If you’ve ever broken your foot and spent weeks lurching about with a moon boot and crutches, you might have noticed people can see you’ve been injured, they assume it’s not your fault, and for the most part, they’re ever so ready and willing to help.
But with an invisible injury – like a mental health issue, hearing loss, or a bad back – the story is entirely different. People can’t see the injury, so they’re often not aware of it and don’t make allowances for it. Even if they know about it, they may believe you’re exaggerating your symptoms or assume it’s your own fault – you were careless, or have some weak points, or just weren’t able to cope.
‘Bad backs’ resulting from ‘work injuries’ are notoriously prone to negative views – it’s not hard to find someone who’ll tell you stories about others they know who (they believe) have rorted the system with fraudulent claims of back injuries.
In reality, cases of workers' comp fraud that slip through the system unnoticed are very rare these days, especially compared to the high levels in the general population of strains, sprains, and pains from bad backs, shoulders, necks, knees, and so on. These kinds of physical conditions are collectively known as ‘musculoskeletal injuries’, as they can involve damage to muscles, bones, and many other kinds of tissues such as cartilage, tendons, and nerves.
Thousands of musculoskeletal injuries sustained while people are working never show up in workers comp statistics because the injured workers are not covered by the workers' comp system – for example, they might be sole traders, casuals, or working in a small family business. Some injured workers may choose not to claim compensation because they think it might harm their reputation or their career.
Among those with serious injuries who do make a successful claim for compensation, musculoskeletal injuries are consistently top of the list, in terms of the number of people injured every year at work.
Injuries from manual handling
Musculoskeletal injuries typically result from activities involving the manual handling of loads, or repeated stressful actions and movements. ‘Manual handling’ means any activity requiring the use of force exerted by a person to lift, lower, push, pull, carry or otherwise move, hold or restrain a person, animal or thing. If manual tasks are poorly designed or done incorrectly, they can be hazardous.
Of course, manual handling hazards can cause many other types of injuries, as well as musculoskeletal disorders. Falls, fractures, burns, lacerations, and many other kinds of harm can result from moving or holding loads, picking them up, putting them down, and otherwise lugging them about.

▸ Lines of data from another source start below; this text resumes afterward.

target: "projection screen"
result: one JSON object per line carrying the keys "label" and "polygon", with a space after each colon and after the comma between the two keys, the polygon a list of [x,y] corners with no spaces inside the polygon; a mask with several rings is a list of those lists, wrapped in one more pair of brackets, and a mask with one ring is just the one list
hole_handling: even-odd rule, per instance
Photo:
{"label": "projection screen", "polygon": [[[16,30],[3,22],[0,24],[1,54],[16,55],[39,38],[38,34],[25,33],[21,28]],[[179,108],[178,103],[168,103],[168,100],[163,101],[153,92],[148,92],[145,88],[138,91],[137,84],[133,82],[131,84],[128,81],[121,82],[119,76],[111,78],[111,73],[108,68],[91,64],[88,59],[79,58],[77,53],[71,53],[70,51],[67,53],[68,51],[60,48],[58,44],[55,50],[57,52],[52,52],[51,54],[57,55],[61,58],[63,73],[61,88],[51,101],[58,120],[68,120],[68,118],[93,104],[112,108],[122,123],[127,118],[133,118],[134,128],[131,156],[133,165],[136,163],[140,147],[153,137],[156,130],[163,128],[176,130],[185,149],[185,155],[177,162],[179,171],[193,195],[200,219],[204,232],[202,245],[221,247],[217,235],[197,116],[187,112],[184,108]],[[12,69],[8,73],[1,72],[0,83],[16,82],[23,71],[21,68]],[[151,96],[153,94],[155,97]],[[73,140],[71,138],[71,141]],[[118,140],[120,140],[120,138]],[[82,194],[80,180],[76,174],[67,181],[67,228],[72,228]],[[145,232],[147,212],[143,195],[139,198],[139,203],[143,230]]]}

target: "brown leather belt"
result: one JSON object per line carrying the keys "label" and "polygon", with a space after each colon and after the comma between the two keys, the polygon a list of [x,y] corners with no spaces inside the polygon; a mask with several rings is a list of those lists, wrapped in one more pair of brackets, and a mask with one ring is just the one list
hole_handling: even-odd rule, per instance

Employers’ duties to manage manual handling risks
Risks arising from hazardous manual handling tasks must be managed, along with other health and safety risks. The first step in managing the risks is identifying tasks that present a risk. This can be done by observing the tasks carried out in your workplace – if they involve repetitive movements, repetitive or sustained force, high or sudden force, sustained or awkward postures, or exposure to vibration, chances are they could pose a manual handling risk.
Other methods that help to identify manual handling risks include talking with the people doing the work and with their supervisors and examining injury, incident, and workers comp records as well as reported industry experience.
If manual handling risks are identified, employers are required by work health and safety laws to eliminate them if they can, or if that’s not feasible, to minimise the risks as far as is reasonably practicable.
The best and most cost-effective way to eliminate or minimise manual handling risks is to consider them at the design and planning stage of a workplace or a job. During this stage, hazards and risks can be ‘designed out’ before they are introduced into a workplace.
Designers, manufacturers, importers, and suppliers of plant and structures also have duties under WHS laws to make sure, so far as is reasonably practicable, that products don’t pose manual handling risks when they’re used for the purpose for which they were designed or manufactured.
If risks cannot be or have not been removed at the stage of designing the workplace or work systems or purchasing new equipment, risks can often be controlled by modifying the way work is organised and carried out, so as to minimise the strain on people’s bodies.
Many examples of how this can be done are provided in the Model Code of practice: Hazardous manual tasks.